Court rejects plan for Titanic artifacts
RICHMOND, Va. -A federal appeals court Friday refused to let an Atlanta salvage company sell artifacts recovered from the wreckage of the Titanic.
In a 3-0 ruling, a panel of the 4th U.S. Circuit Court of Appeals upheld a decision by a lower-court judge and said that R.M.S. Titanic Inc. does not have title to the objects taken from the bottom of the Atlantic.
The company used a submersible vehicle to recover about 6,000 items since the wreck was discovered in 1985, from shards of glass and debris to part of the ship's wheel, passengers' personal belongings and the bronze base of a statue from the grand staircase.
A ruling was upheld that held R.M.S. Titanic Inc. to a promise that it would make money only by displaying the artifacts at museums and traveling shows.
The Titanic sank April 14-15, 1912, on its maiden voyage.
Man claiming amnesia pleads guilty to fraud
PENSACOLA, Fla. -A 71-year-old businessman who said he could not remember cheating on his taxes pleaded guilty to fraud and conspiracy Friday, saying his memory had been "refreshed."
Seafood dealer and shipyard owner Frank Patti admitted not paying payroll taxes, not reporting $1 million in personal income and diverting business checks for his personal use.
He had earlier said he could not recall the events in detail because he lost his memory in a truck crash just before his trial began last May. After U.S. District Judge Lacey Collier sent him to a prison hospital for four months, doctors concluded the amnesia was a hoax.
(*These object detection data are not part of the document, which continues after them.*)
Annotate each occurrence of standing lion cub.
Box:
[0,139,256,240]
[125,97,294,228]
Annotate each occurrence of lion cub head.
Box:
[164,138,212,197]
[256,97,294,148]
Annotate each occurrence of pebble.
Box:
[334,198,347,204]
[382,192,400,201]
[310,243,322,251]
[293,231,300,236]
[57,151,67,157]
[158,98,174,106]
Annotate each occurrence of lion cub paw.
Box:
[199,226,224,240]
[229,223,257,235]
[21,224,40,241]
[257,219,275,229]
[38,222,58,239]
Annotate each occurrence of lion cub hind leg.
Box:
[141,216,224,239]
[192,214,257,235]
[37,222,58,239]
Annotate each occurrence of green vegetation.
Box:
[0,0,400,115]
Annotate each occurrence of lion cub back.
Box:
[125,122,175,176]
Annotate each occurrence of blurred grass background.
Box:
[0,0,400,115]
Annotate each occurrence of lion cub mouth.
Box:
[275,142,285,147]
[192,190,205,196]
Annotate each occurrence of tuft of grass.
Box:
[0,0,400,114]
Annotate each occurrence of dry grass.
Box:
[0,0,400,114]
Army unveils vehicle to do what tanks cannot
ANNISTON, Ala. -The Army unveiled an armored vehicle Friday designed to provide added firepower in a war zone more quickly than cumbersome tanks.
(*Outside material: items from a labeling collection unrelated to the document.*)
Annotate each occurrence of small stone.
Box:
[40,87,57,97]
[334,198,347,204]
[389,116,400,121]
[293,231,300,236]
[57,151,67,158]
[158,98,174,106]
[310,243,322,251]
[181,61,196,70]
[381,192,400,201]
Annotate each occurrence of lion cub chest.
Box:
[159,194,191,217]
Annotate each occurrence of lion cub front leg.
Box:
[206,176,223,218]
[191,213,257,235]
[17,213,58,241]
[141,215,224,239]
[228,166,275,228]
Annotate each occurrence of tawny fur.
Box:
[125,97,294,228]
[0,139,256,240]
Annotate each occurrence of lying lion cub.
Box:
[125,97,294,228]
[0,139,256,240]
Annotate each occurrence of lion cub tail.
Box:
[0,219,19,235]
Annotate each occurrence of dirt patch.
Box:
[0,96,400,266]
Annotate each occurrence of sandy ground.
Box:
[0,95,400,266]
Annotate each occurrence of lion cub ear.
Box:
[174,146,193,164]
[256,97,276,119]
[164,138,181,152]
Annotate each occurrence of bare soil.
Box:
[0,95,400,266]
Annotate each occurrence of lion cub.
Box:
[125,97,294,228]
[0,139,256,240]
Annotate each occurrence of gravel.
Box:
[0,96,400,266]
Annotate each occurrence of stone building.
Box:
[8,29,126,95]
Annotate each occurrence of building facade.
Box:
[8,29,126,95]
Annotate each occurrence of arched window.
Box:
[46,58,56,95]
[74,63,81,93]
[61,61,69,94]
The vehicle, an eight-wheel infantry carrier called the Stryker, is meant to bridge the gap between big, slow tanks and vulnerable transporters such as the Humvee, Army officials said.
Army Chief of Staff Gen. Eric Shikseki said the Stryker could have been used in missions such as the war in Afghanistan or the gulf war.
The Stryker's design uses wheels instead of the track common to tanks. Advances in technology allow the maneuverability of wheels without having to sacrifice the versatility of tracks while moving over different types of terrain, Gen. Paul Kern said.